Un encuentro inesperado

Lo pasé muy mal pensando que no estaba a la altura de las circunstancias. Y, ¡mira tú qué cosas!; de pronto y sin previo aviso, a los dieciséis años me encontré de sopetón con Cristo. Me invitaron a hacer Ejercicios espirituales, acepté y... ¡jaté tú!, que en cuatro días se me cayeron las vendas de los ojos y me enteré de que mi vida sí tiene un sentido y «somos –como dice san Agustín– como niños jugando a la orilla de la eternidad», porque Dios es mi Padre, Él me ha creado personalmente con sus propias manos, su Hijo Jesucristo se ha dejado clavar en una cruz para pagar rescate por mí, y, además tengo una Madre en el cielo que se muere de ganas por ayudarme, consolarme, animarme a ser cada día un poco más humano y un poco más cristiano, hasta que nos abracemos en un abrazo de dimensiones eternas. Y todo eso me arrebató el corazón de tal manera, que ya no hubo posible vuelta atrás.
Mi vida se volvió de colores y ya no pude ver ni hacer nada fuera de la presencia siempre cercana de nuestro maravilloso Dios. Entonces entré en la etapa del compromiso, el esfuerzo por madurar, por aprender, por ser eficaz, trabajador incansable, disciplinado, valiente y responsable. Terminé el Bachillerato –que llevaba a la rastra–, estudié una carrera que antes ni se me había ocurrido que pudiera estudiar, me doctoré, me casé, el Señor nos dejó en préstamo cuatro preciosos hijitos para que volcáramos en ellos nuestro cariño, y me dediqué en cuerpo y alma a trabajar, a dar conferencias por todos lados, a escribir libros e incluso a salir por la televisión debatiendo desaforadamente con las lumbreras del circo de las maravillas... En fin, una larga y dura cuesta arriba que me hizo fuerte y valioso, pero también inflexible y difícil para la convivencia. Fue el momento en que Dios –para liberarme de mí mismo– me cambió de destino.

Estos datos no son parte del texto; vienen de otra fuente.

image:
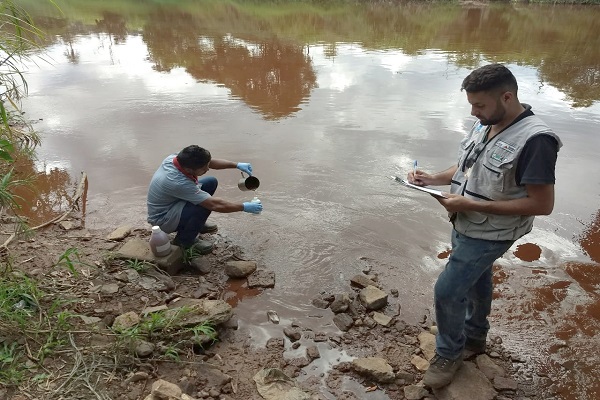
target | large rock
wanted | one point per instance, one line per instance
(375, 368)
(197, 311)
(239, 269)
(427, 344)
(163, 390)
(415, 392)
(138, 249)
(373, 298)
(469, 383)
(261, 278)
(274, 384)
(489, 368)
(343, 321)
(340, 303)
(362, 281)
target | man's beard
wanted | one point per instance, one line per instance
(496, 118)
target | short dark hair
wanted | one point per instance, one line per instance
(490, 78)
(193, 157)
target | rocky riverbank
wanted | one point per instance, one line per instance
(124, 325)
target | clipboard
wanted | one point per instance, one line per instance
(433, 192)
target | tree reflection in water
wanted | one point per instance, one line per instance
(273, 77)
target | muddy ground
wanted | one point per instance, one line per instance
(89, 359)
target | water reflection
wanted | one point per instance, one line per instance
(50, 195)
(273, 77)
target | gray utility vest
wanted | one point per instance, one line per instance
(493, 177)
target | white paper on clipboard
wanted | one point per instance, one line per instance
(435, 192)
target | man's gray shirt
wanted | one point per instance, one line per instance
(168, 193)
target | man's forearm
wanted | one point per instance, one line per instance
(216, 163)
(444, 177)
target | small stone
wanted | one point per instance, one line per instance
(343, 321)
(320, 303)
(125, 321)
(119, 234)
(110, 288)
(240, 269)
(292, 333)
(312, 352)
(420, 363)
(163, 390)
(502, 383)
(414, 392)
(143, 348)
(382, 319)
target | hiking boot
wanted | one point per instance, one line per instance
(474, 347)
(199, 246)
(441, 371)
(209, 227)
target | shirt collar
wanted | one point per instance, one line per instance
(180, 168)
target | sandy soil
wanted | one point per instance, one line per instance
(88, 359)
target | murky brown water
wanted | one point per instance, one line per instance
(327, 103)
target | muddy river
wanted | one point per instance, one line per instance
(327, 102)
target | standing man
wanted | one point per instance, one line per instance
(180, 202)
(503, 178)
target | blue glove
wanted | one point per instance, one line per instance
(245, 167)
(253, 208)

Los doctores descubrieron que tenía cáncer, y que mi vida se acababa en unos meses (o unos años si había suerte). El trancazo, sin embargo, me supo a gloria. Me vi de pronto encerrado en un hospital, como en una casa de Ejercicios, desposeído de todo, sin familia que sacar adelante, sin alumnos que educar, sin responsabilidad alguna..., en las manos de Dios que me invitaba a dejar la lucha –¡por fin!– e irme con Él al paraíso. Y, pese a no merecerlo, la verdad es que me encantó la idea. Al principio se me hizo muy cuesta arriba el pensar que mis hijos aún eran demasiado pequeños (más que nada porque todos nos creemos insustituibles, y yo más que todos). Pero la cosa no fue tan terrible como uno se imagina y, a lo tonto, a lo tonto, ya han pasado tres años y aún sigo entre los vivos, sembrando cristiandad donde me dejan.

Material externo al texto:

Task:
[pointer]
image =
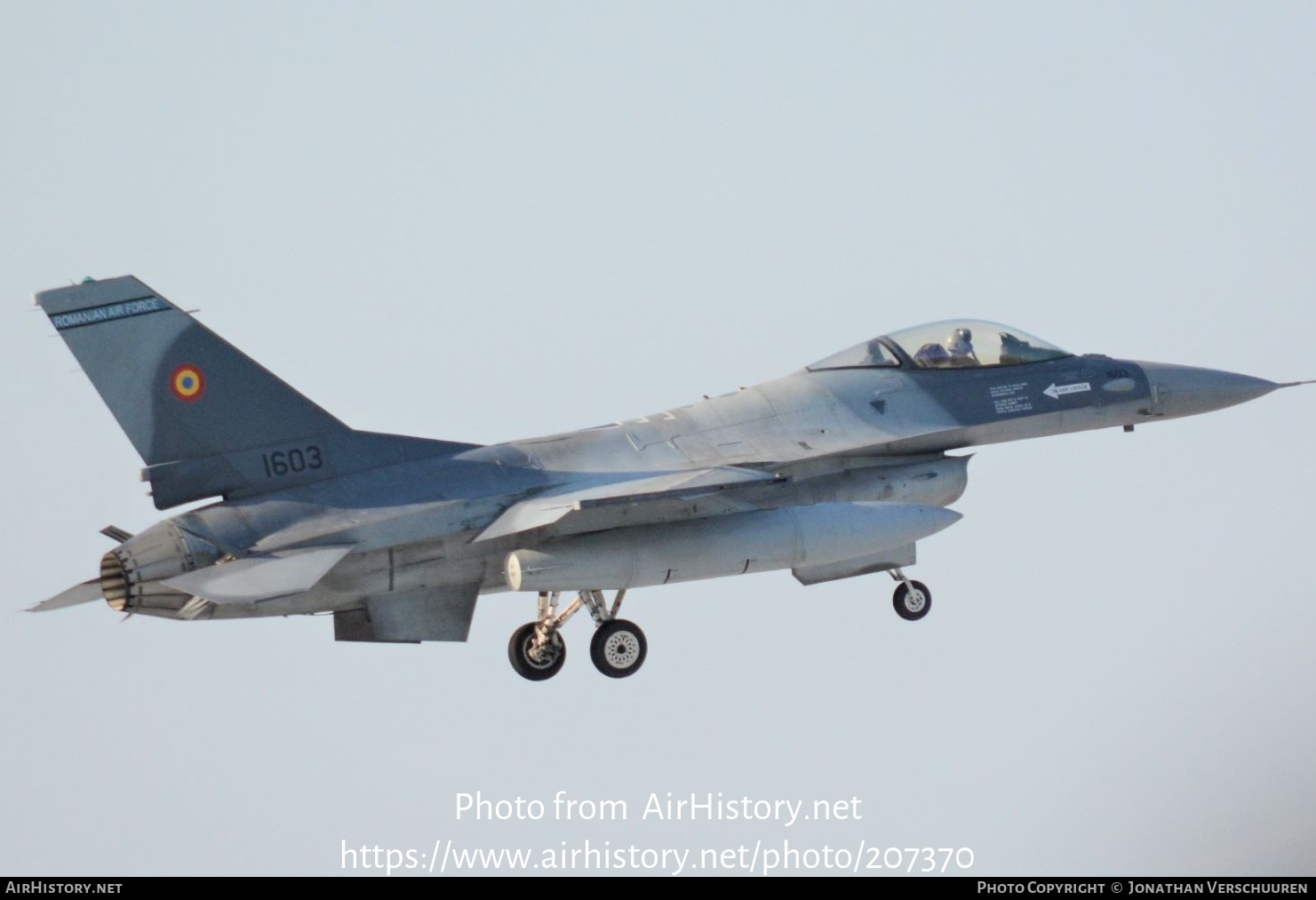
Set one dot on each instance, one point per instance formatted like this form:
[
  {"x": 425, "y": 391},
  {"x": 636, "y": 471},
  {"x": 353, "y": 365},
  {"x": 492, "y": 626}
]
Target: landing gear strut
[
  {"x": 913, "y": 599},
  {"x": 618, "y": 648}
]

Y así pensaba yo que se acabaría la cosa; pero no. Dios siempre nos sorprende. ¡Es que es la leche! Resulta que hace unos meses empieza el tumor a crecer e invadir terminaciones nerviosas de toda la parte baja de mi organismo, y empieza a doler en serio. Y llega un momento en que ya no puedo aguantar.

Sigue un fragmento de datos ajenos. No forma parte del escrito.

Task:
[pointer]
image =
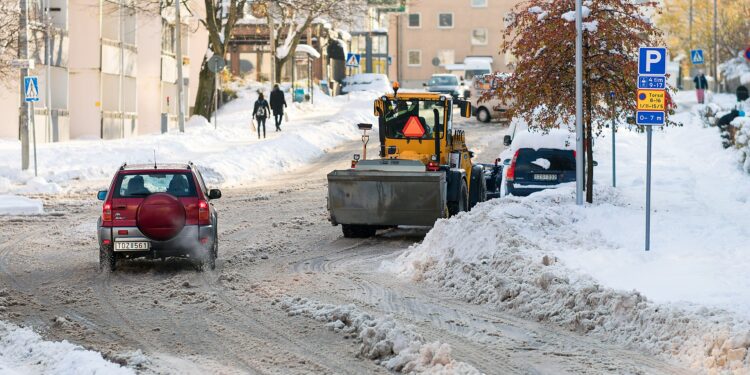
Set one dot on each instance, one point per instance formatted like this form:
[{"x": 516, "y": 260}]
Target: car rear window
[
  {"x": 545, "y": 159},
  {"x": 144, "y": 184}
]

Mi vida se vuelve desagradable. Me paso la noche y la mañana entera dormitando y entre pesadillas, y la tarde arrastrando la pierna por la casa y sin poder hacer prácticamente nada, porque no me deja el culo (¡ay, el culo, qué cosa más útil!) No puedo escribir porque no puedo sentarme al ordenador ni un cuarto de hora, no puedo tocar el teclado de música, ni cenar con mi familia viendo la tele sentado en el sofá, porque me arden las posaderas y las piernas hasta los tobillos. Sólo puedo estar en la cama, y malamente.


Sólo una cosa importante

Cama, cama y cama, viendo la tele y el techo de mi cuarto. Y eso me deprime y entristece. Y, además, mis hijos aún no saben nada –en teoría– de lo que se les avecina, y me ven raro, y todo se desvirtúa y nada parece salir bien. Y mi vida sigue a base de paciencia, soledad y confianza resignada en que todo se acabará cuando Dios quiera. Entonces me ingresan en el hospital, me llenan el cuerpo de drogas y se me va radicalmente el dolor –y también la sesera–. Estoy como en una nube, con la boca seca como una piedra. Pero en cuatro días afinan la dosis que me corresponde y me dan de alta. Ahora ya soy un enfermo terminal al que le quedan unos seis meses, pero que, sorprendentemente y frente a todos los pronósticos, ¡ha recuperado la paz! Bueno, no, ¡ha encontrado la paz por primera vez en su vida! Ahora me siento un hombre absolutamente nuevo. Ya se lo he contado todo a nuestros hijos, y parece que lo han asumido con elegancia y valor.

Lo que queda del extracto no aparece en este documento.